A title like “Doing events research: from theory to practice” may seem a peculiar choice for a review for a journal of Construction Management. However, it would be unfortunate if the title stopped you from considering what is currently one of the best, if not the best generic books on research for undergraduate and graduate research students, and I think also for many academics. True, it deals with “events research”, maybe ten per cent of the time, but the rest is a clear, logical, authoritative generic treatment of every topic you are likely to think of as a new researcher, from the selection of a topic to presenting at a conference or writing a journal paper, from the meaning of ontology to how to code qualitative data. Of special interest is the section on e-methods.
This is an insightful coverage of both quantitative and qualitative methods packed into 250 pages. This is achieved not by being shallow or superficial but by writing to the point in a simple but comprehensive way that can also stand as a pattern for how scientific papers should be written. The definition of constructivism takes one line, how to collapse a Likert scale small data set for a chi-square test is explained in six lines while the use of surveys and an overview of statistics gets a chapter each.

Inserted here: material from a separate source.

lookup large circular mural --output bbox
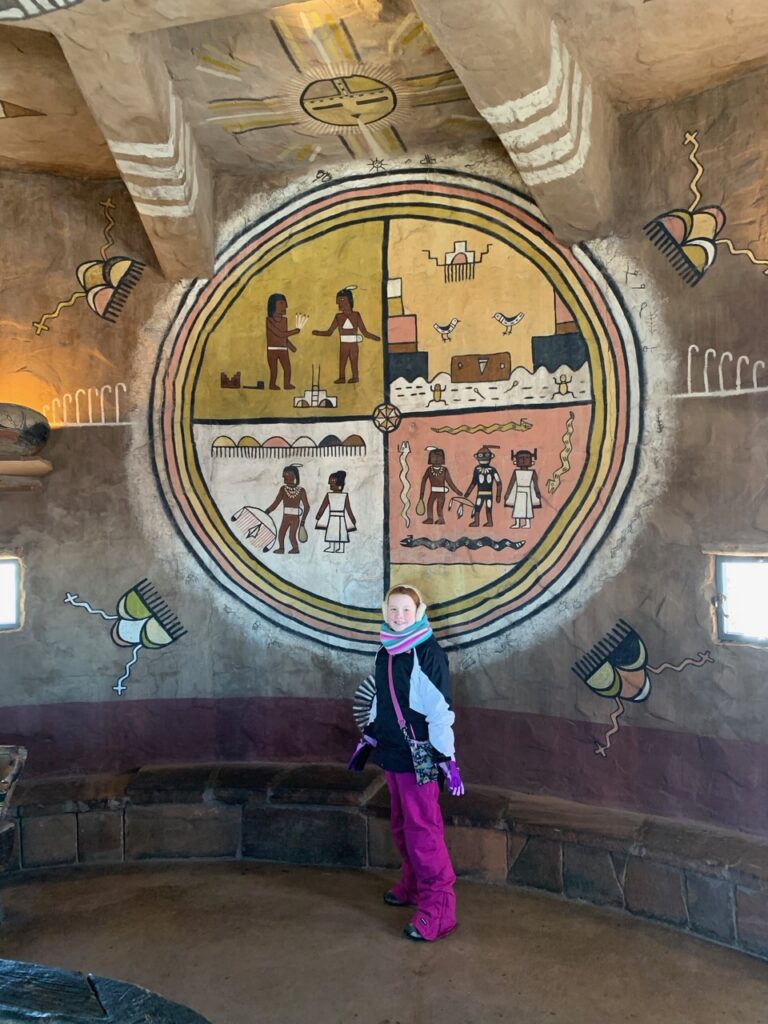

The text is broken up with text boxes for student vignettes, definitions, practical tips as well as pictures and computer screens. At the end of each chapter, there are suggested readings under four headings: books, journals, web links and video links. There is also an extensive bibliography, a glossary of more than 80 terms as well as an index.
The only thing you don't get is value judgments on different methodologies or philosophies. For someone like me that strongly believes in “real” research and that the rest is just a waste of time, this may be seen as a weakness, but for the intended readership, I think the short introduction to different research philosophies works well and there are sufficient references to the relevant literature for anyone that wishes to study this topic further.
In summary, I think this is a very useful introduction to anyone starting as a researcher and I wish it had been around when I was teaching research methods.